It was yet another in a string of sunny, breezy, summer mornings. I followed the hundreds of rock cairns down the steep descent to canyon bottom, along the wash, past tadpole pools and oriole haunts. A peregrine falcon’s cry jerked my eyes up toward its eyrie just in time to see a parent bringing food to its young eyasses (EYE-ess-ez). It was then that I spied something out of place in my familiar canyon.
A mule deer carcass lay alongside the edge of the wash. It was not the slightest bit bloated in the 90-degree heat, nor was there obvious blood or odor. The doe’s abdomen had very recently been opened up. Her viscera protruded, but no other harm was apparent besides a broken neck. A tiny fawn was crumpled between her legs, also lifeless.

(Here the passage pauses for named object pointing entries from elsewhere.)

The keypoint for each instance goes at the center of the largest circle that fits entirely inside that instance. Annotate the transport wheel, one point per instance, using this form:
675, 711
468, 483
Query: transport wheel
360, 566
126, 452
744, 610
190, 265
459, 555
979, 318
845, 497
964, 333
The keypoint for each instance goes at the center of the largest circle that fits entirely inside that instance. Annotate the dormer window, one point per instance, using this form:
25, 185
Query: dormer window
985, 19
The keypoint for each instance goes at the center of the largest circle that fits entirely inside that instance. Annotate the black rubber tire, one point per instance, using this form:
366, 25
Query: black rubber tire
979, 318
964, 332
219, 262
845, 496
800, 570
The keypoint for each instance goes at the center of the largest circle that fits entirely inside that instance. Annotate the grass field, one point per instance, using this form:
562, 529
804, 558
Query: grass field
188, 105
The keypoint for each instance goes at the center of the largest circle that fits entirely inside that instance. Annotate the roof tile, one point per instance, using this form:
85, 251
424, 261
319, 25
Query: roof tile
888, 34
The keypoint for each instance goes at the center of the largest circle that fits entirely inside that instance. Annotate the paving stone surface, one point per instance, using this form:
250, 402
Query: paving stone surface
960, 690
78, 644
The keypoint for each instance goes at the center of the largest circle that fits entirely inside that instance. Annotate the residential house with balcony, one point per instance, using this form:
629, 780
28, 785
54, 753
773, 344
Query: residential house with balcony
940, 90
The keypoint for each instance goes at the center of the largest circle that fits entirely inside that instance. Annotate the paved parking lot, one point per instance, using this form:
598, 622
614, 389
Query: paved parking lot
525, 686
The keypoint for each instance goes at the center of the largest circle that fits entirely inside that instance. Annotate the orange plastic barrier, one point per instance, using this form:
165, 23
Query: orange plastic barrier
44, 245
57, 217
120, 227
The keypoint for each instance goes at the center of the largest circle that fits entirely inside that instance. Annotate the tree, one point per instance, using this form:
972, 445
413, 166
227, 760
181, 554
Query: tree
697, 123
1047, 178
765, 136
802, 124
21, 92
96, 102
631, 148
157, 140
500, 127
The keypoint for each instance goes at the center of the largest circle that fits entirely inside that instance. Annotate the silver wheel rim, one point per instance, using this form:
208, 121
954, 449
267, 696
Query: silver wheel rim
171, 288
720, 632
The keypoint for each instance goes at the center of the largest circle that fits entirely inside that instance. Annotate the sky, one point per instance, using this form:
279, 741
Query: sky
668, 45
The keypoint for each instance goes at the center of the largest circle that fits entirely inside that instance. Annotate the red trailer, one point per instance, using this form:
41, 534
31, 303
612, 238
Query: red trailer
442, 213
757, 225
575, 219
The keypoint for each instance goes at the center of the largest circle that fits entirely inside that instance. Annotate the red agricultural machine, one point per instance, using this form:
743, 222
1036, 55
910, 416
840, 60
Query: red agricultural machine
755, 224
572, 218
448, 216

Large powerful claw-scrapes surrounded the pair like the rays of a fingerpainted sun, with dirt and plant debris scantly dusting the bodies. A heavy drag mark extended 30 feet to the east, culminating in a sandy imprint of two bodies colliding.
I looked around, suddenly aware that this formerly benign canyon held secrets too dear for me. The mountain lion’s tracks were everywhere. He or she held territory here — where humans daily intruded. Questions barreled through my mind: Where was it? When did it ambush? Why didn’t it eat more of this pair? When would it return? How have I walked this route scores and scores of times without seeing more evidence of large predators? Should I be singing right now?

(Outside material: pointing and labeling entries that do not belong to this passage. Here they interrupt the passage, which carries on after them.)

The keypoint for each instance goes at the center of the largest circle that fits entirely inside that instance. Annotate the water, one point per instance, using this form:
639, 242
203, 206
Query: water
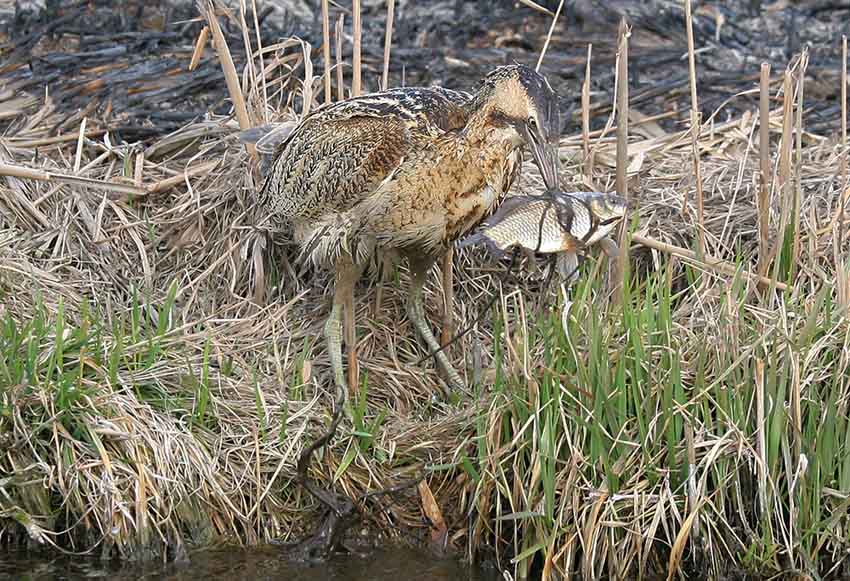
256, 564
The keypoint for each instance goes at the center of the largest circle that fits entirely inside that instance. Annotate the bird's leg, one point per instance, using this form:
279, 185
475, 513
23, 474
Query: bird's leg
386, 267
350, 339
345, 279
448, 297
419, 267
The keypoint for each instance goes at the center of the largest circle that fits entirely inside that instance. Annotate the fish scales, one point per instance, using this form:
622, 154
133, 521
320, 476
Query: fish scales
552, 222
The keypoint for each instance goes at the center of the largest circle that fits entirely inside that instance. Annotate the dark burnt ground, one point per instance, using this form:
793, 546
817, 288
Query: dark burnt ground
126, 63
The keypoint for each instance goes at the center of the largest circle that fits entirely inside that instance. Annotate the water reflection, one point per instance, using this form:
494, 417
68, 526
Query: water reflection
258, 564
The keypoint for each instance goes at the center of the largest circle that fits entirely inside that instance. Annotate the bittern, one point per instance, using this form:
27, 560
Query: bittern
406, 171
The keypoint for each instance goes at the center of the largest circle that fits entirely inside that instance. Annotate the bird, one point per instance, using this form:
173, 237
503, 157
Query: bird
405, 171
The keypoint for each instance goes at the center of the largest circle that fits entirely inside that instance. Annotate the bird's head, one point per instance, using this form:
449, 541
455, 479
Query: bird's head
521, 103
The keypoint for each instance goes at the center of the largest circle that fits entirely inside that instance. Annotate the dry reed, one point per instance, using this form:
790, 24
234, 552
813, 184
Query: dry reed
150, 401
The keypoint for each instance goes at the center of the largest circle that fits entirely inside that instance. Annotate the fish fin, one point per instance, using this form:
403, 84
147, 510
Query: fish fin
609, 247
567, 264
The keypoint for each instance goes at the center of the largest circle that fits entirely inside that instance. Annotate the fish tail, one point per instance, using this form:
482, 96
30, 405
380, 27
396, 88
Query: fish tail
472, 239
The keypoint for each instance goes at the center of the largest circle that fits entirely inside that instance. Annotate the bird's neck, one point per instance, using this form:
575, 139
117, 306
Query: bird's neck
481, 111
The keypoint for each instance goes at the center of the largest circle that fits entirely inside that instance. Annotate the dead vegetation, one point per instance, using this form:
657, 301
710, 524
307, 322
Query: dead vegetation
160, 370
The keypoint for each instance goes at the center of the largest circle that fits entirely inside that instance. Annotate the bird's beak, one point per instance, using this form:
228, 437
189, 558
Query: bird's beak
546, 157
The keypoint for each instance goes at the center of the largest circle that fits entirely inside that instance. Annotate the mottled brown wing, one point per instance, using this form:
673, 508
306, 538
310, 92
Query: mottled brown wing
332, 165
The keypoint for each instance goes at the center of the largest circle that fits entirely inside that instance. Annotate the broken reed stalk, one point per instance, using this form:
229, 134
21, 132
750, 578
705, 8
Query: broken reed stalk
784, 172
843, 145
20, 171
763, 205
695, 130
262, 62
761, 440
585, 120
622, 149
200, 45
706, 261
798, 158
388, 39
326, 50
549, 35
78, 156
536, 6
355, 57
231, 77
340, 80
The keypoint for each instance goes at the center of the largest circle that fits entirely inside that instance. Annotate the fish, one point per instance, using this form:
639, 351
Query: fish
553, 222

I thought about all these things, and much more. And I sang. In a minor key.
Next day, Ranger Chris posted a sign at the trailhead: “MOUNTAIN LION ACTIVITY. Do not approach deer kill. Do not hike alone.” Hiking down a couple miles, he warily dragged the still-not-eaten bodies out of the main trail area onto a reedy bank under some cottonwoods — not to spare visitors the agony of seeing Real Life, but to minimize the chance of any potential conflicts between them and Felis concolor.
Maybe the cat won’t come back; coyotes and ravens will feast. Maybe human intrusion was too much for the hunter. Sad as it is, the deaths were not in vain; we have plenty of deer, and the circle of life continues. One thing is certain: I won’t hike with the same airy abandon to which I’m accustomed. I am not at the top of the food chain.